While you might want to try out lots of variations for your experiment - each variation reduces your chance of detecting changes. We highly recommend running as few variations as possible. Trying to cram too many changes into one experiment can lead to learning nothing about all branches.
This is discussed in office hours for mobile or desktop when you review your experiment with data science.
We aim to see statistically significant changes, also know as changes that aren’t likely to have been caused by chance.
In order to find a statistically significant change we need a large enough population size that we can say “we’d expect to see this same change if we repeated this experiment 95 out of 100 times”.
Stat significant changes are more detectable if:
- The change caused a big impact in what you are measuring. It takes fewer users per branch to detect if a 5% change was by chance, then if a 1% chance was by chance.
- If everyone encounters the scenario your change impacts. If you are looking to change something in PDF and only 5% of people use the PDF feature - you will need a large audience size for EACH branch.
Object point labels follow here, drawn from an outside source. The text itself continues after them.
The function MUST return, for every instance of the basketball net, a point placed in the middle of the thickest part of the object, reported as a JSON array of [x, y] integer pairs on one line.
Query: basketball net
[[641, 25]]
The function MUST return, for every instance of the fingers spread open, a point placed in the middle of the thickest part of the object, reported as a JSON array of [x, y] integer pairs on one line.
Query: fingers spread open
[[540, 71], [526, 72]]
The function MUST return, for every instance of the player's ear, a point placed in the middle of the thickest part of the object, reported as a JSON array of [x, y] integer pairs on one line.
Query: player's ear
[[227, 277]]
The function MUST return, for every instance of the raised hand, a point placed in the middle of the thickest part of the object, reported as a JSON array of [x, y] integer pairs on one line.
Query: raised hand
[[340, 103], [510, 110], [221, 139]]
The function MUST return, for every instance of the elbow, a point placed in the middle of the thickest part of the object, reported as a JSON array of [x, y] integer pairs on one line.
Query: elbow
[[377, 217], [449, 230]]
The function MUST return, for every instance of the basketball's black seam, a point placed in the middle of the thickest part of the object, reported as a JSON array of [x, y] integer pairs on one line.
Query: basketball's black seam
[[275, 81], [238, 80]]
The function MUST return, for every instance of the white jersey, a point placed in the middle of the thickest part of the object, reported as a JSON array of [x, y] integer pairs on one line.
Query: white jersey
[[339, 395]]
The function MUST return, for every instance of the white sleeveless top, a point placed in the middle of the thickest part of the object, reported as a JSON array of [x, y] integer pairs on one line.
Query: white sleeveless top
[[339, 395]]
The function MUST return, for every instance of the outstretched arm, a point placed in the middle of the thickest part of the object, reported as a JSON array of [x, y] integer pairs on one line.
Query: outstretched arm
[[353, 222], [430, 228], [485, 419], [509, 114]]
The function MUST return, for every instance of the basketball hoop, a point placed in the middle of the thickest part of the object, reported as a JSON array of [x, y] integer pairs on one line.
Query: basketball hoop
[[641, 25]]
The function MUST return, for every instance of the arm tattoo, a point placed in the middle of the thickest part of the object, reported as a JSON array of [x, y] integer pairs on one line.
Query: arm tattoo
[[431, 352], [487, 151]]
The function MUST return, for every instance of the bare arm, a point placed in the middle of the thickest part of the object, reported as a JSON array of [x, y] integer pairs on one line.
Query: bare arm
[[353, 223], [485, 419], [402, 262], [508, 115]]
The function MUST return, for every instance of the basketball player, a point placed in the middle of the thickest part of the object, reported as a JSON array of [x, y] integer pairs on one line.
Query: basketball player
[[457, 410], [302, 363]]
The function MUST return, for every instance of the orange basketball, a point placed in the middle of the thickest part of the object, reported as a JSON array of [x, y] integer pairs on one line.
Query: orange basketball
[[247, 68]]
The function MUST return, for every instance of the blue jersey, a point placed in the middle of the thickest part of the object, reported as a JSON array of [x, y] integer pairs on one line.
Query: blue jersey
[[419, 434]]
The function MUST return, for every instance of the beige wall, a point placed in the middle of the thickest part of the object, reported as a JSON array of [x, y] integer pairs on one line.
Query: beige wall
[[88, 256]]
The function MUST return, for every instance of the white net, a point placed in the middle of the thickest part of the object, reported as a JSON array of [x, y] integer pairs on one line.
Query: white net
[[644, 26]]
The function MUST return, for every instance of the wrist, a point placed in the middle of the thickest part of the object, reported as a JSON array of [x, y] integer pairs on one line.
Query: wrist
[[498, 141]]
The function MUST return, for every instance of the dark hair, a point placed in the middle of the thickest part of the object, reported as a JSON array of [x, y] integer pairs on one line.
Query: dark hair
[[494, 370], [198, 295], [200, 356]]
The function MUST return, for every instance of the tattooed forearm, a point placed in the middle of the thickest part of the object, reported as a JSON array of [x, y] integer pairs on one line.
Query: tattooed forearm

- We run on enough users so we can detect smaller changes .5-2%. Going to more users is decided based on a few factors: 1. Risk - if there is a possible negative risk to user experience, stability, or revenue, 2. What else is running? Would you be taking up all the experimentation for an area).
Before adding more branches:
- Consider if this might be good to break into multiple experiments. That way you can learn the most critical aspects first with 2-4 branches before moving on to experiments with more specific learnings.
- Are there other ways to learn this? Experiments provide data. If you are looking for qualitative feedback on what users like or if they understand the flow - consider user testing first, then run an experiment on the winners from user testing.